Proc Natl Acad Sci U S A. 2007 Jan 9;104(2):424-8. doi: 10.1073/pnas.0607138104. Epub 2006 Dec 27.

Abstract

By confining water in a nanoporous structure so narrow that the liquid could not freeze, it is possible to study properties of this previously undescribed system well below its homogeneous nucleation temperature TH = 231 K. Using this trick, we were able to study, by means of a Fourier transform infrared spectroscopy, vibrational spectra (HOH bending and OH-stretching modes) of deeply supercooled water in the temperature range 183 < T < 273 K. We observed, upon decreasing temperature, the building up of a new population of hydrogen-bonded oscillators centered around 3,120 cm(-1), the contribution of which progressively dominates the spectra as one enters into the deeply supercooled regime.
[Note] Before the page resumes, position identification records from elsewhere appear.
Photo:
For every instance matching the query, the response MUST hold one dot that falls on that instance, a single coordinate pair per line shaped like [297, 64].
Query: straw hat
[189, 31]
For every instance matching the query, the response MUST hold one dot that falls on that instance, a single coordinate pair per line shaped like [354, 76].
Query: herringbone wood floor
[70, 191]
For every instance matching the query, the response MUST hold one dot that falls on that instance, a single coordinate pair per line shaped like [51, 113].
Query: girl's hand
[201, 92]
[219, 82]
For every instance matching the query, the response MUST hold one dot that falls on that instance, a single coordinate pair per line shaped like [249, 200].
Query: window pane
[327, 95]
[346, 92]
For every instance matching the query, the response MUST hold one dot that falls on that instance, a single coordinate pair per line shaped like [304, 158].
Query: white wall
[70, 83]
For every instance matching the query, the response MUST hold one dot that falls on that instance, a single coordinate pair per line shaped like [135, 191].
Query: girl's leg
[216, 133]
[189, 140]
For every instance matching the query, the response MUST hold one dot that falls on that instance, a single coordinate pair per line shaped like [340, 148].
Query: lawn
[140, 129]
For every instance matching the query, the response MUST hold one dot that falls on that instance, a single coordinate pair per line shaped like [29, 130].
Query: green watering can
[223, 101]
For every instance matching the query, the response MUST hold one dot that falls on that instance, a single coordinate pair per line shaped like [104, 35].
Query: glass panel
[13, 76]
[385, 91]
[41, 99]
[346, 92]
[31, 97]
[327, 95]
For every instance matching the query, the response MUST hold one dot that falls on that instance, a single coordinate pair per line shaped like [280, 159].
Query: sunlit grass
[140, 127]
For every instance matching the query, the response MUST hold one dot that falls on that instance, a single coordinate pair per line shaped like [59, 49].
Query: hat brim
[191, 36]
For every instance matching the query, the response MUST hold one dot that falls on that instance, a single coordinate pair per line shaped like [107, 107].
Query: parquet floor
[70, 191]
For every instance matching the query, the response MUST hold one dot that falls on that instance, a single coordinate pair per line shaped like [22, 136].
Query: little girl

We determined that the fractional weight of this spectral component reaches 50% just at the temperature, TL approximately 225 K, where the confined water shows a fragile-to-strong dynamic cross-over phenomenon [Ito, K., Moynihan, C. T., Angell, C. A. (1999) Nature 398:492-494]. Furthermore, the fact that the corresponding OH stretching spectral peak position of the low-density-amorphous solid water occurs exactly at 3,120 cm(-1) [Sivakumar, T. C., Rice, S. A., Sceats, M. G. (1978) J. Chem. Phys. 69:3468-3476.] strongly suggests that these oscillators originate from existence of the low-density-liquid phase derived from the occurrence of the first-order liquid-liquid (LL) phase transition and the associated LL critical point in supercooled water proposed earlier by a computer molecular dynamics simulation [Poole, P. H., Sciortino, F., Essmann, U., Stanley, H. E. (1992) Nature 360:324-328].